Recht viel Zustimmung erhielt er auch für die theologische Überlegung, dass Suizid für viele Christen ein tiefreligiöser Akt sein könne: "Ich begebe mich in die Hände Gottes." Insofern könne man auch die Beihilfe zum Suizid und sogar die aktive Sterbehilfe als Akt der Barmherzigkeit betrachten, so Frieß. Seine Vorstellung von Gottvertrauen schließt wiederum nicht ein, in schwierigen Lebensrettungsmaßnahmen irgendwann innezuhalten und sie Gott zu überlassen. Und so gelte auch im Prozess des Sterbens: "Ich finde keinen Punkt, bis zu dem der Mensch entscheiden kann und ab dem Gott entscheiden muss." Das sei einem modernen, selbstbestimmten Menschen nicht möglich, meinte der Pfarrer. "Gott hat uns den Verstand, den Willen und den Auftrag gegeben zu entscheiden." 
Michael Frieß erläuterte auch die Rechtslage in Deutschland, auch was den Stopp lebensverlängernder Maßnahmen wie künstliche Ernährung angeht, und verglich sie mit der in den Niederlanden und in der Schweiz. Hierzulande sei Suizid nicht strafbar, demnach auch nicht die Beihilfe. Dafür aber habe die Bundesärztekammer ärztlich assistiertem Suizid "einen Riegel vorgeschoben". 
Michael Frieß wünscht sich eine gesetzliche Regelung, die klare Bedingungen vorgibt. Schwierigster Punkt dabei sei wohl, ob der Patient den "ernsthaften Willen" habe, seinem Leben ein Ende zu setzen. Selbstverständlich muss es ein nachvollziehbarer, lang gefasster Wunsch sein, keine spontane Übersprungshandlung etwa bei Liebeskummer. Auch dürfe natürlich kein Druck auf den Sterbenden ausgeübt werden. 
Dass dieser Druck möglicherweise empfunden wird, wenn die Sterbehilfe erlaubt ist, räumte Michael Frieß ein. Noch gebe es hierzu keine Studien etwa aus den Niederlanden oder der Schweiz. Andererseits sei auch die psychologische Wirkung dieser Wahlmöglichkeit nicht zu unterschätzen, hob er hervor. Die Angst vor einem leidvollen Tod werde gelindert: Das sei eine so große Entlastung, dass das Angebot dann vielleicht gar nicht in Anspruch genommen werden müsse. Er betonte auch, dass das keinen Widerspruch zur Hospizidee darstelle: Ein begleitetes Sterben und gute Palliativmedizin zur Schmerzlinderung seien von enormer Bedeutung. 
Im Anschluss an den Vortrag stellten Alf Osman und Mathias Pütz von Punktsieben sowie Hospizhelferin Marianne Schröter vertiefende Fragen zu Selbstbestimmung, zum möglichen rechtlichen oder institutionellen Rahmen für Sterbehilfe und über möglichen Missbrauch, wenn aktive Sterbehilfe erlaubt und geregelt ist. Auch entspann sich eine angeregte Diskussion mit dem Publikum. 
Abschließend forderte Pfarrer Frieß: "Die Kirche muss bei Sterbehilfe Ansprechpartner sein." Er zeigte sich verhalten zuversichtlich: Auch wenn es sicher noch daure, bis eine Sterbehilfe-Regelung gefunden ist: "Ich habe das gute Gefühl, dass die Diskussion eröffnet ist." (Quelle: Rhein-Neckar-Zeitung/seb)

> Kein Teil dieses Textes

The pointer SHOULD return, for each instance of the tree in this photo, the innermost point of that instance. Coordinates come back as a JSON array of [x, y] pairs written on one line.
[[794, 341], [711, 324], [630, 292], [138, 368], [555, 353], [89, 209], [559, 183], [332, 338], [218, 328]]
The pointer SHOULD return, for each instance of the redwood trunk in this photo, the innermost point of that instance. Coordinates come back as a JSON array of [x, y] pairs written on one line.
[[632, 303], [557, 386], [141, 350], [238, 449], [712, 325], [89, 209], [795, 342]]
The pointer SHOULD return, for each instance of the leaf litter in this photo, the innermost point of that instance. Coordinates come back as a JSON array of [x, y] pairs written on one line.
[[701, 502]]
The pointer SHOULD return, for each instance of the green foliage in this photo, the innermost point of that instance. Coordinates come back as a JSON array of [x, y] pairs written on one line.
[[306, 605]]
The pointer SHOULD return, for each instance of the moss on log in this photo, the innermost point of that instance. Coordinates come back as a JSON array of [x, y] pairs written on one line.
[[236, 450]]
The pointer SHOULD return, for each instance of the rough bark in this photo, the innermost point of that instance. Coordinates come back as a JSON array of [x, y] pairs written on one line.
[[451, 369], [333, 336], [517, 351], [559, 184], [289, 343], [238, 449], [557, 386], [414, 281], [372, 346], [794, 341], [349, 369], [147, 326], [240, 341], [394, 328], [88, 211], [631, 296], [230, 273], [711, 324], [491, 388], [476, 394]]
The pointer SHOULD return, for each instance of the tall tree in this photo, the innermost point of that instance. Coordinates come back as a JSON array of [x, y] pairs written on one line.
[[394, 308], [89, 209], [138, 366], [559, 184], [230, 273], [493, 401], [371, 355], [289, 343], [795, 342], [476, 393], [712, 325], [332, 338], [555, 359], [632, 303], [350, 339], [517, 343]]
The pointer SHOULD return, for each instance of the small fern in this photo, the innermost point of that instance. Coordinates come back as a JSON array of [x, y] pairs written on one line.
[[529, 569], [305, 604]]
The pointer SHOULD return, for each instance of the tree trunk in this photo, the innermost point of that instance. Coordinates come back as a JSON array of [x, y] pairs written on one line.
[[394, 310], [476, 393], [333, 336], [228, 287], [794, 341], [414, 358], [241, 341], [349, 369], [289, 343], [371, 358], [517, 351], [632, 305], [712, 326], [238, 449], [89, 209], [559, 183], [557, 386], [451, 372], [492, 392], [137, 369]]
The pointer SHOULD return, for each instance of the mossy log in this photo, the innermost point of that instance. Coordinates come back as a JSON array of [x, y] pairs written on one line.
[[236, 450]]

Menschen - Medien - Meganetze

Wie Medien das Denken verändern, „liegt an uns“

Dr. Matthias Kaiser sprach über „Menschen, Medien, Meganetze" 

Eigene Erfahrungen sind unentbehrlich, Informationen sammeln und eine Meinung bilden, sollte man niemand anderem überlassen. So argumentierte Dr. Matthias Kaiser in seinem Vortrag „Menschen, Medien, Meganetze – Wie moderne Informationsmedien unser Denken verändern“. Zum einen plädierte er dafür, dass Kinder erst mit den eigenen fünf Sinnen, im realen Leben, Erfahrungen sammeln, ehe sie dann in die abstrakte „virtuelle Welt“ gelassen werden; zum andern aber auch dafür, dass jeder sich selbst kundig machen sollte über Computer und Internet, um zu einer angemessenen Einschätzung zu kommen.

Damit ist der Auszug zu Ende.